To clear the bit, write a 1 to it; writing 255 to it will clear all of them. You can clear either the PORTx.INTFLAGS register or the VPORTx.INTFLAGS register. The latter is highly favorable if you can do VPORTx.INTFLAGS |= 1<<n where x is a constant port letter, and n is a constant bit number, and slightly favorable if you're doing VPORTx.INTFLAGS = y to clear multiple flags at once (hopefully a constant subset of them). However, if the port is somehow not a compile time known constant, it holds no advantage whatsoever, and being able to work with the full on PORTx structs instead of the VPORTs is frequently convenient (most notably if you need to turn the interrupt off during the ISR).
I do not, off-hand, know what the behavior is if an INTFLAG is not cleared, but the interrupt is turned off by clearing bits in PINnCTRL; there aren't any other registers quite like the pin interrupts on these parts. In other cases, there is also a register to turn each interrupt source on or off, and the INTFLAG is set regardless of whether it's enabled, and the interrupt only fires if both are set. However, there is no interrupt enable bit for pin interrupts, just PINnCTRL. If you find out incidentally, that is a defect in your code. You should always clear the INTFLAGs in the interrupt.
Note: The intflags are cleared for you by attachInterrupt, regardless of the mode (see previous section) that you have set attachInterrupt to, so you need not clear them during an "attached" interrupt you have it set to an "early clear" mode and are disabling the interrupt within the ISR (since you don't want the disabled interrupt to fire again afterwards because the flag got set between it's being cleared and your code running). attachInterrupt takes a snapshot of the flags near the beginning, and that is what is cleared (see the interrupt reference for a bit more on this).

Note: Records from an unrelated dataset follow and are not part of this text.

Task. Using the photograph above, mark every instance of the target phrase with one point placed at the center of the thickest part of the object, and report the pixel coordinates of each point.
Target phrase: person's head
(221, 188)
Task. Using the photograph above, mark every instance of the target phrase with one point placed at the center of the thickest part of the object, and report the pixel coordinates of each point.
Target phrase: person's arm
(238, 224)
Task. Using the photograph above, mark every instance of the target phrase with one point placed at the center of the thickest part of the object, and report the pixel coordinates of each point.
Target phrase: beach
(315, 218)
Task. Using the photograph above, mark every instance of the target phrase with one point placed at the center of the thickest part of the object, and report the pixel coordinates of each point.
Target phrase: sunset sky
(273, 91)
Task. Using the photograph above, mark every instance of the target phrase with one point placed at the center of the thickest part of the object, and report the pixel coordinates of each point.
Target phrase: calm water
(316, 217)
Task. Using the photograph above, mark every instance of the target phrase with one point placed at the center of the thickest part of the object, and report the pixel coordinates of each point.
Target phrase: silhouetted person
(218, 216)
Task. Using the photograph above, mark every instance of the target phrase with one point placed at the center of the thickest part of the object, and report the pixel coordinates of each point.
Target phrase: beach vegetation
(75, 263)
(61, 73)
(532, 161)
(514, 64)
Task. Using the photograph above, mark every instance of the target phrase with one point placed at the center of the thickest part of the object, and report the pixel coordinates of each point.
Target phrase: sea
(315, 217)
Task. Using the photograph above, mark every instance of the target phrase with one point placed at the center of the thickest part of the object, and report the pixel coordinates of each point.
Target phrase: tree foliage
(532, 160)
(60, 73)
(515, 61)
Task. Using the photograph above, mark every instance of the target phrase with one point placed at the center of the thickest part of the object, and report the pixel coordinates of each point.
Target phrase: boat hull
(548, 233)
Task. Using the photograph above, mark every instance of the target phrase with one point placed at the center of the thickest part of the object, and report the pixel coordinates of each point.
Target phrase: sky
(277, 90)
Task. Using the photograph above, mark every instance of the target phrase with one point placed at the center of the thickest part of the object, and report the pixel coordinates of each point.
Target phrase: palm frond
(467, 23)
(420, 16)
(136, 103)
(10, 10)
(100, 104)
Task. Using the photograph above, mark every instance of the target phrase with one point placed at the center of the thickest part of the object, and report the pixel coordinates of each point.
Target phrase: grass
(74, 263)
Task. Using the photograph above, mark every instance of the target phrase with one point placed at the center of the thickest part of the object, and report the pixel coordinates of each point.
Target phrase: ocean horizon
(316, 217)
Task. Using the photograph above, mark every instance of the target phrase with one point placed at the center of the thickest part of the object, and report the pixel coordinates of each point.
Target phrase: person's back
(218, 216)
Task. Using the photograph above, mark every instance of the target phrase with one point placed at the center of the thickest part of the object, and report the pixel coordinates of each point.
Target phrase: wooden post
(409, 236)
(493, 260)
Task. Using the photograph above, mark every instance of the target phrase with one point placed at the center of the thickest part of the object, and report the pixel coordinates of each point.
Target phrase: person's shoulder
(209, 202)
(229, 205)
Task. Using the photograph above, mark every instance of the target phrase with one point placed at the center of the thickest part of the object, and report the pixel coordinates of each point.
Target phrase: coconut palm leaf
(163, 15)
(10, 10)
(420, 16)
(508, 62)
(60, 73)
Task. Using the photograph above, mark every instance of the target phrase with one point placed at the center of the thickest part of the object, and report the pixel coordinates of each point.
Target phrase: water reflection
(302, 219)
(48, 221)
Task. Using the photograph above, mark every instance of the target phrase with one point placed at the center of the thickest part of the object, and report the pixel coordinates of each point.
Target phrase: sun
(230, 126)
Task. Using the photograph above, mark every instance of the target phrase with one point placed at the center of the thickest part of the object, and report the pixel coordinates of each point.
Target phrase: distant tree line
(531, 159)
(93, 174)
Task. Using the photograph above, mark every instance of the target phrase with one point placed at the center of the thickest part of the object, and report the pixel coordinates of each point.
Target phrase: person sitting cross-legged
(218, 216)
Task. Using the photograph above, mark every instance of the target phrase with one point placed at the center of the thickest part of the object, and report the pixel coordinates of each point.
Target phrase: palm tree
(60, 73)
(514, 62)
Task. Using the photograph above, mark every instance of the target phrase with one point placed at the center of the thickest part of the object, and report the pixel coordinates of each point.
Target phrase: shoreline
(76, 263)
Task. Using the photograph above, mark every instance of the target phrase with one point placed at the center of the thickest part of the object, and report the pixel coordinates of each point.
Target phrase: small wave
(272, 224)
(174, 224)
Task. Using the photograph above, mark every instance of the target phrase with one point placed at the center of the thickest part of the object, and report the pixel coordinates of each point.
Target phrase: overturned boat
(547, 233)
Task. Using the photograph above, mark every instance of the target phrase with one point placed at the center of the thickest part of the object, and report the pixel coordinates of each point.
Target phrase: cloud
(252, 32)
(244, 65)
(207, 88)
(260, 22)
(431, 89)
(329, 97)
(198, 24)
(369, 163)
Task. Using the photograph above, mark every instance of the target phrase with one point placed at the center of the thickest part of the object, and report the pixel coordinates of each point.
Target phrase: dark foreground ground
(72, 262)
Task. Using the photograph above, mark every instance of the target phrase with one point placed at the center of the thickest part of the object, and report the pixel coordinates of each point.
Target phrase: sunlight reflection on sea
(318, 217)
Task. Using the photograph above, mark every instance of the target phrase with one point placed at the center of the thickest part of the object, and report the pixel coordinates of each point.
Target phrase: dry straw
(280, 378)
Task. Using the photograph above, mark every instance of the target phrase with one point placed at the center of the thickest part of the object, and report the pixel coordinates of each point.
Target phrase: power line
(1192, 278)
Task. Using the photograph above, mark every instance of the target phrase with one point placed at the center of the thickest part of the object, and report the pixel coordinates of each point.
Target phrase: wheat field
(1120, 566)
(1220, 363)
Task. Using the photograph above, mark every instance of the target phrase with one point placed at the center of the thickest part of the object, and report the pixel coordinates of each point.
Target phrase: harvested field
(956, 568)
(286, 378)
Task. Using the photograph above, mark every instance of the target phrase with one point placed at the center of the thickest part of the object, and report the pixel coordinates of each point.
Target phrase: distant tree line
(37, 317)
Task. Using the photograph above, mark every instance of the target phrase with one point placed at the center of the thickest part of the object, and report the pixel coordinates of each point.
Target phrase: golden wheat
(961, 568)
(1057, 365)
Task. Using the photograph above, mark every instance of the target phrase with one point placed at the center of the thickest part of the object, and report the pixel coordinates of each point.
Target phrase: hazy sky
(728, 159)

This code demonstrates using pin interrupts - it will work on any tinyAVR 0/1/2-series, megaAVR 0-series, or DxCore part, though parts without a PB0 or PC2 will need to adjust those the lines marked with a <--- to account for the different pin and/or port.
unsigned long previousMillis;
byte ledState;
volatile byte interrupt1 = 0; // changed in ISR, so must be volatile or compiker will optimize it away.
volatile byte interrupt2 = 0;
volatile byte interrupt3 = 0;
void setup() {
pinMode(LED_BUILTIN, OUTPUT);
pinMode(PIN_PC2, INPUT_PULLUP); // pin 12 <--- Must change pin if PORTC is not present
pinMode(PIN_PA2, INPUT_PULLUP); // pin 14
pinMode(PIN_PA1, INPUT_PULLUP); // pin 15
pinMode(PIN_PB0, INPUT_PULLUP); // pin 9 <--- Must change pin if PORTB is not present
PORTC.PIN2CTRL = 0b00001101; //PULLUPEN = 1, ISC = 5 trigger low level <--- Change if no PORTC
PORTA.PIN1CTRL = 0b00001010; //PULLUPEN = 1, ISC = 2 trigger rising
PORTA.PIN2CTRL |= 0x02; //ISC = 2 trigger rising - uses |= so current value of PULLUPEN is preserved
// Note: uses 4 bytes more flash than the first two examples, plus the overhead of calling pinMode().
PORTB.PIN0CTRL = 0b00001001; //PULLUPEN = 1, ISC = 1 trigger both <--- Change if no PORTB
Serial.begin(115200);
delay(10);
Serial.println("Startup");
}
void loop() {
if (interrupt1){
interrupt1 = 0;
Serial.println("I1 fired");
}
if (interrupt2){
interrupt2 = 0;
Serial.println("I2 fired");
}
if (interrupt3){
interrupt3 = 0;
Serial.println("I3 fired");
}
//BlinkWithoutDelay, just so you can confirm that the sketch continues to run.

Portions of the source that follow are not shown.